The CAD for the first quarter of 2015-16 was $6.1 billion (1.2 per cent of GDP).
The contraction in the CAD was primarily due to lower trade deficit — merchandise exports minus imports, the Reserve Bank of India (RBI) said in a statement on Wednesday.
Many economist had expected a surplus on current account in Q1 of FY17 but the weak performance on services trade came as a drag. The country had reported surplus on current account of $2.6 billion in January-March 2007.
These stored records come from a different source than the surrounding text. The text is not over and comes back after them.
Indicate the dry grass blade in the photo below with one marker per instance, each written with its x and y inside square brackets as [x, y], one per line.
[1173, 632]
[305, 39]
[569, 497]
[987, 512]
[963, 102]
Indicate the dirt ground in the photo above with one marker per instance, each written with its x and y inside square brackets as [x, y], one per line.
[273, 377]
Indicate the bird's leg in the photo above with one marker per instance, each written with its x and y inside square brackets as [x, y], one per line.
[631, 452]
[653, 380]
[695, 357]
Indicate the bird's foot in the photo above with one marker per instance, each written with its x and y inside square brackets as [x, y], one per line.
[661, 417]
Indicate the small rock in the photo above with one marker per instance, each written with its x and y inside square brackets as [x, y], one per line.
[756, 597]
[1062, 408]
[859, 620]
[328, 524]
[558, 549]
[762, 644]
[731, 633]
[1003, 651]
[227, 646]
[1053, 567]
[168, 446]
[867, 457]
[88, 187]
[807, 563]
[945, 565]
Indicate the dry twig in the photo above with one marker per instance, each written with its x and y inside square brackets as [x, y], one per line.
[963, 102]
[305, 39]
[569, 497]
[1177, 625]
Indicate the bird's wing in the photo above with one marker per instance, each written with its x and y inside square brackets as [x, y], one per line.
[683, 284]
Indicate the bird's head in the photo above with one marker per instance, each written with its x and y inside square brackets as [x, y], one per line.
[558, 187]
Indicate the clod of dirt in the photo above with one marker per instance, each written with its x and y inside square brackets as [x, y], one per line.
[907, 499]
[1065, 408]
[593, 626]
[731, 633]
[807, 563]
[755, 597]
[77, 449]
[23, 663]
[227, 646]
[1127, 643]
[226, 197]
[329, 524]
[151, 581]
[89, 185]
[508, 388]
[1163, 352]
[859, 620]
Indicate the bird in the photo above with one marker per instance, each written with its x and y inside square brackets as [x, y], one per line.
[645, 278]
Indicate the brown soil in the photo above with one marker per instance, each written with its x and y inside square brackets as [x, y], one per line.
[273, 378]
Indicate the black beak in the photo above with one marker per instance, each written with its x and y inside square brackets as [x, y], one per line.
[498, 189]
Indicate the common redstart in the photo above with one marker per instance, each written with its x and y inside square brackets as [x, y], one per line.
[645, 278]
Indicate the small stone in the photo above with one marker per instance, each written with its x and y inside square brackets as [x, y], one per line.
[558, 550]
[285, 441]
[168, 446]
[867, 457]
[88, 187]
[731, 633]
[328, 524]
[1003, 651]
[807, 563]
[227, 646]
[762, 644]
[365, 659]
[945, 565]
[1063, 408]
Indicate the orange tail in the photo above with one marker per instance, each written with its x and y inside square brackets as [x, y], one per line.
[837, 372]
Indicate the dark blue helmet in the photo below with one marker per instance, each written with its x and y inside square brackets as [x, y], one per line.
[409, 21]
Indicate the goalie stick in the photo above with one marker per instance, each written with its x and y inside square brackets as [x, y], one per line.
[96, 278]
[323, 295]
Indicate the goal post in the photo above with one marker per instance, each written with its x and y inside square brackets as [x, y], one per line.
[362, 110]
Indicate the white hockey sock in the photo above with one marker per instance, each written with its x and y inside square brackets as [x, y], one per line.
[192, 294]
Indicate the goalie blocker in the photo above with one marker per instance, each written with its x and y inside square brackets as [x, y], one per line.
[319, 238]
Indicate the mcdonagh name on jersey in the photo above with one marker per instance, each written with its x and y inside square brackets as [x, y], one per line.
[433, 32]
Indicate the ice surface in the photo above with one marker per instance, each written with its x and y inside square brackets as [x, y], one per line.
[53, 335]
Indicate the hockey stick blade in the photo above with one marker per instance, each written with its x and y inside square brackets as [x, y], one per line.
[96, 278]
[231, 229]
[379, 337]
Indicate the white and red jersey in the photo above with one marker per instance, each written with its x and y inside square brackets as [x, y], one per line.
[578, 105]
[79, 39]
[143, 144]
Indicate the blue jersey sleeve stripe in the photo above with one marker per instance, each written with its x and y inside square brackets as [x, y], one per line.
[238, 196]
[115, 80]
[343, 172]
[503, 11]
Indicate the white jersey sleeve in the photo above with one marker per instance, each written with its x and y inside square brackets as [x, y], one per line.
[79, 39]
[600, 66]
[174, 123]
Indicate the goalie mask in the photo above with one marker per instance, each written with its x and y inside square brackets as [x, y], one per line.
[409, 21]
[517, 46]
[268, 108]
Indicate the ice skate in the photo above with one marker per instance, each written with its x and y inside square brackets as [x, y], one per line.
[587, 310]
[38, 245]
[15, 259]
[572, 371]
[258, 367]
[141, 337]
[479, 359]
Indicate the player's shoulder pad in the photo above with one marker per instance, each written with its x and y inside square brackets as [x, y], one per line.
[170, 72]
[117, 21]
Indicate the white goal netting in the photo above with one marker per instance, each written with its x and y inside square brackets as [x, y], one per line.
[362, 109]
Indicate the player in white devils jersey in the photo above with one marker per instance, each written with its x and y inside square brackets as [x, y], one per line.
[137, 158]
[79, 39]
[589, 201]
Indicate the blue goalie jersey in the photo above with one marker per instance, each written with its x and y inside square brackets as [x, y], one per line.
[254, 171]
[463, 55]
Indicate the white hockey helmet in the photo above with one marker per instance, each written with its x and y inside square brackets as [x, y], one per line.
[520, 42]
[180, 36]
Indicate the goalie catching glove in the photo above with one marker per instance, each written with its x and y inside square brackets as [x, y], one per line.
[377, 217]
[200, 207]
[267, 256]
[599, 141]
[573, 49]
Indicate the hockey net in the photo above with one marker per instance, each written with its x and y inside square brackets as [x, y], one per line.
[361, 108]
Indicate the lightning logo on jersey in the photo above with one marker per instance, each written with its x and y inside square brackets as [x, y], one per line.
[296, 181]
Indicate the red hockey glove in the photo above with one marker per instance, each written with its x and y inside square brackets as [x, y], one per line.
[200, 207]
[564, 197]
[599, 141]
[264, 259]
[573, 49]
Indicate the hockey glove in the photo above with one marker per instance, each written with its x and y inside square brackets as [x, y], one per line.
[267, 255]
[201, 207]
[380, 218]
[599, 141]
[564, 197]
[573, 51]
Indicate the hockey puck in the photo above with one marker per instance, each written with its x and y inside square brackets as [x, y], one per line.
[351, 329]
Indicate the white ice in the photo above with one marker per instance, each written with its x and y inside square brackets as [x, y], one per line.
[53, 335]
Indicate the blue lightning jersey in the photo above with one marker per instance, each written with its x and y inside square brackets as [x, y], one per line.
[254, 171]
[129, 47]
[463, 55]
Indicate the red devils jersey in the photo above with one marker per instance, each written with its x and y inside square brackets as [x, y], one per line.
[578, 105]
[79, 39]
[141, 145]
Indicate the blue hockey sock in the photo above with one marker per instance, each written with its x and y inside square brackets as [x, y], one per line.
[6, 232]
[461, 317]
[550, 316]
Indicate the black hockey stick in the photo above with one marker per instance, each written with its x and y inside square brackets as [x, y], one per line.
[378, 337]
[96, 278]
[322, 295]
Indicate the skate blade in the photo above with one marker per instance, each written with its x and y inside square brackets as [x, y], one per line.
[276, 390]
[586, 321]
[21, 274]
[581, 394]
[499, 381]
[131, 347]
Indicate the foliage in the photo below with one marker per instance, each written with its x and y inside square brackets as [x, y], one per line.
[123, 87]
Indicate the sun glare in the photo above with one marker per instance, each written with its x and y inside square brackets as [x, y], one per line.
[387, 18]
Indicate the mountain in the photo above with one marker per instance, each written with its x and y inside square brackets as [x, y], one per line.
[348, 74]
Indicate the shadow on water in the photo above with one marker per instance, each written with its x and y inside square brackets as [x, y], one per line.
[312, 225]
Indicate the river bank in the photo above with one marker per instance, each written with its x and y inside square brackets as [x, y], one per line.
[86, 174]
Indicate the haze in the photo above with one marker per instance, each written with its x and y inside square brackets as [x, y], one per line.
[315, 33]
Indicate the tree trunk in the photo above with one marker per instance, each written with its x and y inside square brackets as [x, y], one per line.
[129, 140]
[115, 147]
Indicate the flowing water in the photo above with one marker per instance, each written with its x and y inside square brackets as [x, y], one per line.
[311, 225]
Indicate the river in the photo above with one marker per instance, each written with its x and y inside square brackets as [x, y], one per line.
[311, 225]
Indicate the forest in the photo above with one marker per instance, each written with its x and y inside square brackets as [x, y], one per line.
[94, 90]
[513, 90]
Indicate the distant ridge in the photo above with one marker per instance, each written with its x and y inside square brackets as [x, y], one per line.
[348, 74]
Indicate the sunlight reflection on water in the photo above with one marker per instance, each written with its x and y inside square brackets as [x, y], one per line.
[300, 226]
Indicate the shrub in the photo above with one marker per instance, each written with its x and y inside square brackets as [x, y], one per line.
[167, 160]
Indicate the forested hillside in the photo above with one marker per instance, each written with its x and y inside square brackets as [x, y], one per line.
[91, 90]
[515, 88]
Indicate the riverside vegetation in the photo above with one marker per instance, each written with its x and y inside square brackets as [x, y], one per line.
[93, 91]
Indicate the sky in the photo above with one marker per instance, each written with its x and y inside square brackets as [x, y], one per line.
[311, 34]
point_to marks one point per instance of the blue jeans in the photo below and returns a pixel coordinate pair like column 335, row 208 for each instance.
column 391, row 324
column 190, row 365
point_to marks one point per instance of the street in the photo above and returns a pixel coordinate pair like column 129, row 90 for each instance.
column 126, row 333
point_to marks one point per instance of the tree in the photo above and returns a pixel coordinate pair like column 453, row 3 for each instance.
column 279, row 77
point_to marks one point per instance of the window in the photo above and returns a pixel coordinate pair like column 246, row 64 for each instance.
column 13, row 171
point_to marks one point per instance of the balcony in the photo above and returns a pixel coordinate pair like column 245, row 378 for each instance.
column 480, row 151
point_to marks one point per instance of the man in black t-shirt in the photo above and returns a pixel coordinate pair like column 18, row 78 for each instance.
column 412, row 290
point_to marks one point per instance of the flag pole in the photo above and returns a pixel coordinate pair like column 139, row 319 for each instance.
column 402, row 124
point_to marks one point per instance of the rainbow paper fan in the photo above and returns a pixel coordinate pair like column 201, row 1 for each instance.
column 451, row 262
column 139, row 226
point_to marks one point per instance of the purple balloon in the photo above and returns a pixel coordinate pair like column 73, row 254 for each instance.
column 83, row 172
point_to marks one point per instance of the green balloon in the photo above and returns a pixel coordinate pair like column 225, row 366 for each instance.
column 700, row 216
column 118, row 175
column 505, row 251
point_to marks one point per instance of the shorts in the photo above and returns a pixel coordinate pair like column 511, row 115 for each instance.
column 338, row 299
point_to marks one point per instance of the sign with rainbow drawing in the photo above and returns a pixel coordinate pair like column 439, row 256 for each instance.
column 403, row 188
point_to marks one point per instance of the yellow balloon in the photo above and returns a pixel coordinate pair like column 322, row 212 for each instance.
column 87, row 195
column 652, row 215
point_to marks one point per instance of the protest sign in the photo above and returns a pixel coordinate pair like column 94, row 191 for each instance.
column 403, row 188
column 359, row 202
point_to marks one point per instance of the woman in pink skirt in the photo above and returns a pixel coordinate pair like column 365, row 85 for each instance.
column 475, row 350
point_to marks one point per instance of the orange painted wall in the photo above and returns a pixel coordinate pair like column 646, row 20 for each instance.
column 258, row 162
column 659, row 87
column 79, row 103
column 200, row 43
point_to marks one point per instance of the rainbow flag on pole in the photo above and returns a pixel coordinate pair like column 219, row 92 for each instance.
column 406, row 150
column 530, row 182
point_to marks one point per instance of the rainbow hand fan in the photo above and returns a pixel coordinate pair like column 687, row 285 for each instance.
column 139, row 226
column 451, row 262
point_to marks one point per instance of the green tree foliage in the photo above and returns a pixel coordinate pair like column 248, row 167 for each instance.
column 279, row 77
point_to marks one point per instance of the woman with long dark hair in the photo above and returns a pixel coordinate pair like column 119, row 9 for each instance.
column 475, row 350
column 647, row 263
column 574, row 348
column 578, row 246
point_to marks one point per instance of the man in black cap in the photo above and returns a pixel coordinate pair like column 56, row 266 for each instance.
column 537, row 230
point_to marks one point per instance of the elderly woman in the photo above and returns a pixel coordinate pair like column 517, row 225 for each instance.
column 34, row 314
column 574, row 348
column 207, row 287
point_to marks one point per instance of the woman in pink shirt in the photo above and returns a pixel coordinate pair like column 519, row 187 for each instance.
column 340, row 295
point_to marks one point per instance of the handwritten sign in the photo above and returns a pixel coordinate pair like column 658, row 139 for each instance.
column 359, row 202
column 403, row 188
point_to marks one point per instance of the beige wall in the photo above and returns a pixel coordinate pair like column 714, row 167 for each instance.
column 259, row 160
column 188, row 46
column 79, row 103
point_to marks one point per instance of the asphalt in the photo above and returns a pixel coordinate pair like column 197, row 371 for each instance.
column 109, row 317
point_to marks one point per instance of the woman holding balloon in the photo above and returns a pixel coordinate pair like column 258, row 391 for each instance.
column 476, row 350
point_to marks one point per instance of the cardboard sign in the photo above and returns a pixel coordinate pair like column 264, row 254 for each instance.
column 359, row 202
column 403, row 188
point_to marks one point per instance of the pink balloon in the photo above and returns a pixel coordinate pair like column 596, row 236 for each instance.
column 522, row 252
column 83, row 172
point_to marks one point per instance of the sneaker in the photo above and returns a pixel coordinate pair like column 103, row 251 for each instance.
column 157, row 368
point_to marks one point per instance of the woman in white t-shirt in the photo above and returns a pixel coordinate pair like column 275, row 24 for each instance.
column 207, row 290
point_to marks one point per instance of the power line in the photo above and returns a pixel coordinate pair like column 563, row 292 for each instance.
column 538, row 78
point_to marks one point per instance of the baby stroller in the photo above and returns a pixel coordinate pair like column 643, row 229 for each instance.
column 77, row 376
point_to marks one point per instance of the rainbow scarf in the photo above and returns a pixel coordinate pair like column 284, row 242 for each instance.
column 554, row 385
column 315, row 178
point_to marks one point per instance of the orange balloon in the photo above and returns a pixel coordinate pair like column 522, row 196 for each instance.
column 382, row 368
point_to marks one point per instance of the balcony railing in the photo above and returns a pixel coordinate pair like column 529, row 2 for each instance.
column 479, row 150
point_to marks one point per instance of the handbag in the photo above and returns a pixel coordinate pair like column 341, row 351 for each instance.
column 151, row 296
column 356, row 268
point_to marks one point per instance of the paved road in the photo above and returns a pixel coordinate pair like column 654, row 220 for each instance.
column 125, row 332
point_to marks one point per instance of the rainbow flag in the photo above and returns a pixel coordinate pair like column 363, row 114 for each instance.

Aditi Nayar, senior economist, ICRA, said a sharp fall in gold imports and continuing benefit from a lower oil import bill limited the CAD at a marginal $0.3 billion in Q1 of FY17. That helped to offset the drag exerted by the narrower surplus of services trade and lower remittances. On services trade, the net services receipts declined on a year-on-year basis, largely due to a fall in net earnings on account of travel, financial services and other business services. Net payment on account of primary income (dividend, interest and profit) increased marginally in Q1 of 2016-17 from a year ago.
Private transfer receipts, mainly representing remittances by Indians employed overseas, amounted to $15.2 billion, declining from the preceding quarter as well as from a year ago, RBI said.
RBI said the net foreign direct investment (FDI) moderated to $4.1 billion in Q1 of 2016-17 from $10 billion in Q1 of 2015-16 and $8.8 billion in the preceding quarter (Q4 of 2015-16). Madan Sabnavis, chief economist, CARE Ratings, said FDI receipts have almost halved — which is a concern as it does indicate that the response to opening up could be slowing down.
Portfolio investments, recorded a net inflow of $2.1 billion in Q1 of 2016-17 against a marginal outflow in Q1 of FY16. The outflow was of $1.5 billion in the preceding quarter.
Balance of Payments (BoP) remained in the positive territory with addition to foreign exchange reserves in Q1 of FY17, albeit in lesser value compared to first quarter of FY16.
Foreign exchange reserves (on a BoP basis) rose by $7 billion in Q1 of 2016-17 against an accretion of $11.4 billion in Q1 of 2015-16. The addition to forex reserves was $3.3 billion in Q4 of 2015-16, according to RBI data.